I know American Idol only from parodies.
It was also spoofed in a Popeye cartoon which is how I first became aware of it.
This one is old and mostly known only by scholars of Mark Twain and bad Victorian-era poetry but during the Grangerford-Shepardson episode of The Adventures of Huckleberry Finn, the Grangerfords proudly show Huck some of the death-obsessed drawings and maudlin poetry done by their now-deceased daughter, Emmeline. Although modern first-time readers may view Emmeline as some sort of Goth precursor, she is actually a lampoon of the once-popular but now-forgotten poet, Julia A. Moore whose work was similarly morbid and maudlin and whom Twain detested.
I only know Ayn Rand from the various parodies and homages…The Simpsons (Maggie’s great escape), Bioshock, eavesdropping in coffeehouses.

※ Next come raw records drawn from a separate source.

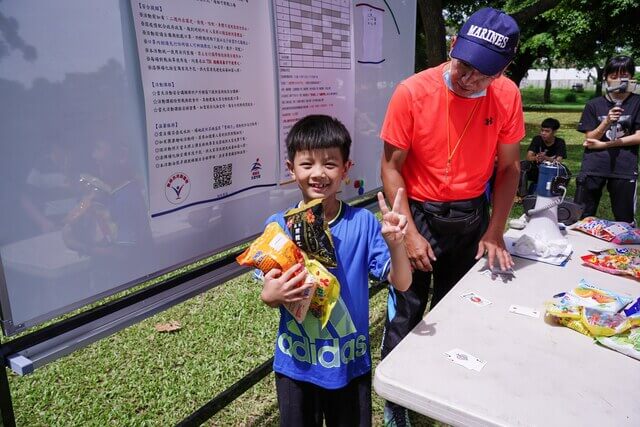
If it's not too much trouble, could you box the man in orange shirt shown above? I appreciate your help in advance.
[380,8,525,425]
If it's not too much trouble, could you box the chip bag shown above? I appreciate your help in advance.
[304,257,340,328]
[236,222,304,273]
[596,328,640,360]
[284,199,338,268]
[546,279,640,337]
[574,216,640,245]
[580,248,640,280]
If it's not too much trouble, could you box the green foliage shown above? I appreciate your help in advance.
[564,92,578,103]
[520,87,593,111]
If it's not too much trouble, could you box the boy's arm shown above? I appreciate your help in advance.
[260,264,311,308]
[378,188,412,291]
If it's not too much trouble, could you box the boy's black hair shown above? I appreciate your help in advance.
[286,114,351,162]
[540,117,560,130]
[603,55,636,79]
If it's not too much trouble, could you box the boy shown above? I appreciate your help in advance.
[261,115,411,426]
[522,117,567,194]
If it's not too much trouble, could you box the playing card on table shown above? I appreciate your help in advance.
[445,348,487,372]
[490,266,516,277]
[460,292,491,307]
[509,304,540,319]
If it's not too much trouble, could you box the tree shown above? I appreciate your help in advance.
[418,0,640,94]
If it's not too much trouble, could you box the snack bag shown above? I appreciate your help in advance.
[284,199,337,268]
[236,222,317,323]
[545,292,582,320]
[236,222,304,273]
[566,279,632,313]
[304,257,340,328]
[582,308,631,337]
[596,328,640,360]
[580,248,640,280]
[283,274,316,323]
[574,216,640,245]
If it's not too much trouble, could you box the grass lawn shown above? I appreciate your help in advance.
[2,108,632,426]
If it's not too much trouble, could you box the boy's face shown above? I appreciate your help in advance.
[540,128,556,143]
[287,147,351,203]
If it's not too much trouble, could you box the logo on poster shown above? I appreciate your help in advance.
[251,158,262,179]
[164,172,191,205]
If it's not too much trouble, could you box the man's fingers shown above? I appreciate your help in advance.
[282,263,306,282]
[391,188,404,212]
[413,256,433,271]
[378,191,389,215]
[264,268,282,279]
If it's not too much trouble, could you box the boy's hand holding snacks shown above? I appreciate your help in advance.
[378,188,407,245]
[237,204,340,328]
[260,264,314,307]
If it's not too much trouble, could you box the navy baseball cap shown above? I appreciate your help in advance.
[451,7,520,76]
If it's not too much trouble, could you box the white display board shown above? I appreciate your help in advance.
[0,0,416,335]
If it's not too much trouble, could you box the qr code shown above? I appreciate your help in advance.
[213,163,233,188]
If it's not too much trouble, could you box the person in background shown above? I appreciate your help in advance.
[576,56,640,223]
[522,117,567,194]
[380,8,525,426]
[261,115,411,427]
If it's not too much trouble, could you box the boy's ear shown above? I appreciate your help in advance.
[342,159,354,179]
[287,160,296,179]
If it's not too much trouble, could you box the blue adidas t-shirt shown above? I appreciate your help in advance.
[266,203,390,389]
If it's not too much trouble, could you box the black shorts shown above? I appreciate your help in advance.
[275,372,371,427]
[381,195,489,358]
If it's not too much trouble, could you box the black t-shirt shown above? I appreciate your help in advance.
[578,93,640,179]
[528,135,567,159]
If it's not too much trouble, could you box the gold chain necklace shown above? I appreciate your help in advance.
[444,85,482,179]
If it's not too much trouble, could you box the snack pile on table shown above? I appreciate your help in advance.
[546,279,640,360]
[573,216,640,245]
[580,248,640,280]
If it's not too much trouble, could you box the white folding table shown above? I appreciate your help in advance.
[374,230,640,427]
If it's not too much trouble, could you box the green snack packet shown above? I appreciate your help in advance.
[284,199,338,268]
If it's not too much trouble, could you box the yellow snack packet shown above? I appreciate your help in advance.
[236,222,304,274]
[304,255,340,328]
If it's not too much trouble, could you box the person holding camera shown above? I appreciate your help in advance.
[575,55,640,223]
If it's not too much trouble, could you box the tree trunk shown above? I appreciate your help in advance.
[507,52,538,87]
[542,66,551,104]
[418,0,447,67]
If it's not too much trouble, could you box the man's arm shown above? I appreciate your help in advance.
[582,130,640,150]
[381,142,436,271]
[476,143,520,270]
[584,107,624,139]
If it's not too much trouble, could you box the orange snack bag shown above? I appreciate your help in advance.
[236,222,303,273]
[236,222,316,323]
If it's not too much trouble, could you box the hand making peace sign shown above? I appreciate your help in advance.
[378,188,407,244]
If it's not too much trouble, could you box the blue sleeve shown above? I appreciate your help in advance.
[367,211,391,280]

I’ve gone as far as reading critiques and summaries of her works and views, but have never felt it worthwhile to churn through her books.
Surely you can’t be serious!
I first heard Tom Lehrer’s “Lobachevsky” decades ago, but it was only recently that I heard “Stanislavsky”, the Danny Kaye routine it’s based on.
I forget whether I had heard Tom’s “The Elements” before I had heard the Major-General’s song from “The Pirates of Penzance”.
Now I’m getting old enough that I’m experiencing the same thing, 'cause I’m just not keeping up with the new music.
Sounds serious to me. And don’t call him Shirley.